Ada Lovelace, Victorian pioneer of the computer age, stars in a new exhibition at the Science Museum. Celebrating the bicentenary of Lovelace’s birth and opening today on Ada Lovelace Day, this free exhibition explores Lovelace’s story through her own words and those of her contemporaries

The Ada Lovelace Exhibition at the Science Museum, which opens today, is an opportunity to better understanding the life and works of one of the often overlooked computer pioneers. Lovelace was a century ahead of her time in imagining a general purpose device, the basis of all computers. Called the ‘Enchantress of number’ by Charles Babbage, she saw the potential for his calculating machines to move beyond simple mathematics. Lovelace was the daughter of poet Lord Byron and the admired intellect Annabella Milbanke, and studied science and maths at a time when women rarely had access to such subjects.

Brought together for the first time in this exhibition, Lovelace’s portraits, letters and notes, including the first published algorithm for the Analytical Engine, will go on display alongside the calculating machines she worked with. Difference Engine No1, a prototype built by Babbage and marveled at by Lovelace, is displayed alongside the Analytical Engine, which was the main focus of Lovelace’s work and imagination.

Dr Tilly Blyth, Lead curator of the Ada Lovelace exhibition said: “This exhibition reveals how Ada’s determination, knowledge and unbridled vision enabled her to anticipate the computer age a century ahead of her time.”

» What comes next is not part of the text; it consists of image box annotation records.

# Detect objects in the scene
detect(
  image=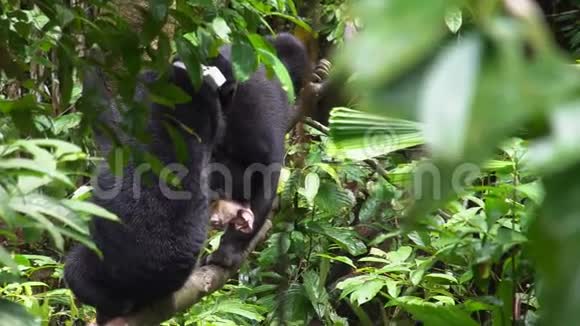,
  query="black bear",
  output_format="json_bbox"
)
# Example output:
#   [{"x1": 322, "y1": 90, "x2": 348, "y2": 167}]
[
  {"x1": 207, "y1": 33, "x2": 310, "y2": 267},
  {"x1": 64, "y1": 56, "x2": 231, "y2": 324}
]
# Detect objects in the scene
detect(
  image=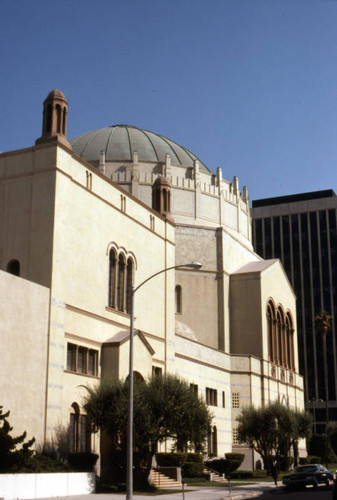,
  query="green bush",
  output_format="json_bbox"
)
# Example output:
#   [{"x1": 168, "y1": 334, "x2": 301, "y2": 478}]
[
  {"x1": 156, "y1": 453, "x2": 188, "y2": 467},
  {"x1": 181, "y1": 462, "x2": 204, "y2": 477},
  {"x1": 206, "y1": 453, "x2": 244, "y2": 478},
  {"x1": 68, "y1": 452, "x2": 98, "y2": 472},
  {"x1": 279, "y1": 456, "x2": 294, "y2": 471},
  {"x1": 11, "y1": 454, "x2": 73, "y2": 473},
  {"x1": 231, "y1": 470, "x2": 254, "y2": 479}
]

Dr Blyth said Lovelace was fascinated and enthralled by maths – she joked that her jaw appeared large enough on one portrait (main image) to write the word ‘Mathematics’ on it – and this exhibition is the first opportunity to see her mathematical notes together with the extraordinary calculating machines she studied.’

 

In 1842, Lovelace translated Luigi Menabrea’s account of the Analytical Engine. She was the first to articulate the machine’s significance, publishing a translation and her own extensive notes. The notes, which can be seen in the exhibition, contain the first published algorithm for the Analytical Engine and demonstrate her understanding of the Engine’s potential. This was a machine that could use numbers, not just to represent quantities, but also as abstract values, and it marks the prehistory of the computer age.

Visitors can explore Ada Lovelace’s pioneering ideas through a digital display: Imagining the Analytical Engine. Alongside Babbage’s incredibly detailed Analytical Engine drawings from the Science Museum’s Babbage Archive, visitors can read Lovelace’s personal letters from the British Library and Bodleian Library collections and discover more about her life.

The Ada Lovelace exhibition runs until March 31 2016 and visitors can join a series of evening events at the museum from 16 – 30 October.